Australian Psychological Society / Wiley
School of Arts and Humanities
Psychologists find it difficult to balance their clients' and society's interests when these interests differ from each other, such as when their clients pose a risk of harm to others. Society's increasing preoccupation with harm makes their task even more difficult. The first aim with this article is to determine the reactions of those who make, enforce, and use law to address society's concerns and how they impact on psychologists. The second aim is to propose how the profession can assist psychologists deal with the competing demands prompted by these reactions.
A legal-ethical analysis was used to identify the reaction of governments, the judiciary, and investigators, followed by a proposal setting out how the profession could assist psychologists respond to the reaction of these entities.

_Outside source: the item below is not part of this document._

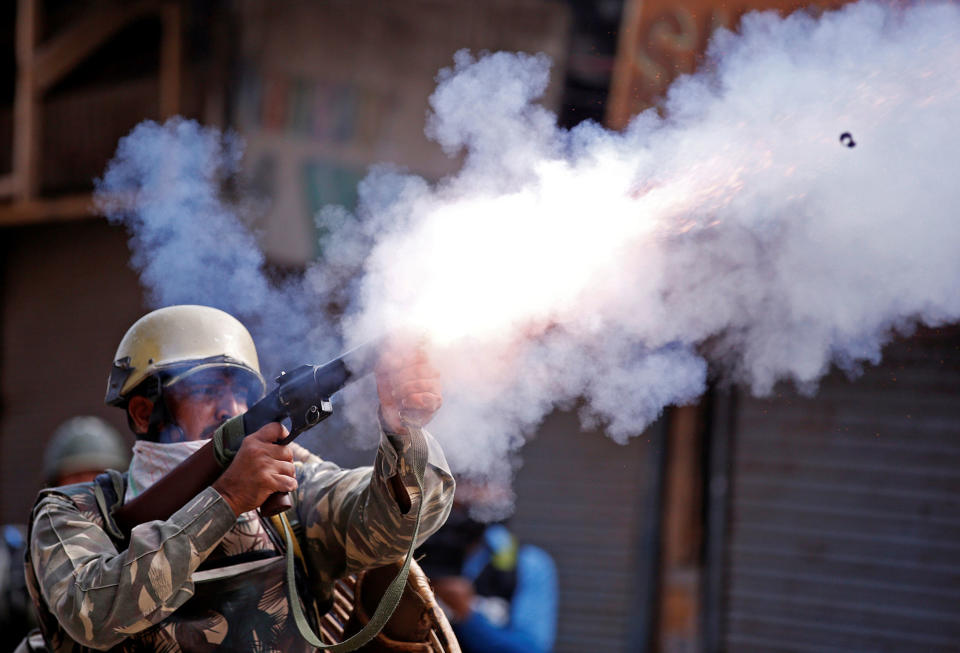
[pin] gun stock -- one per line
(302, 396)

Society sets high privacy standards, but has paradoxically simultaneously been weakening its protection of aspects of individuals' privacy. Governments, the judiciary, and investigators for instance expect psychologists to play a more active role in protecting individuals, property, and the public from harm. This makes it difficult for psychologists to determine how to balance their clients' and society's interests while maintaining their trust. The situation requires the profession to help psychologists manage these challenges.
The profession and psychologists run the risks of losing the trust of society and/or the public or sections thereof if they do not find the appropriate balance between these societal expectations and their clients' autonomy and privacy. The profession can and should assist psychologists manage this challenge.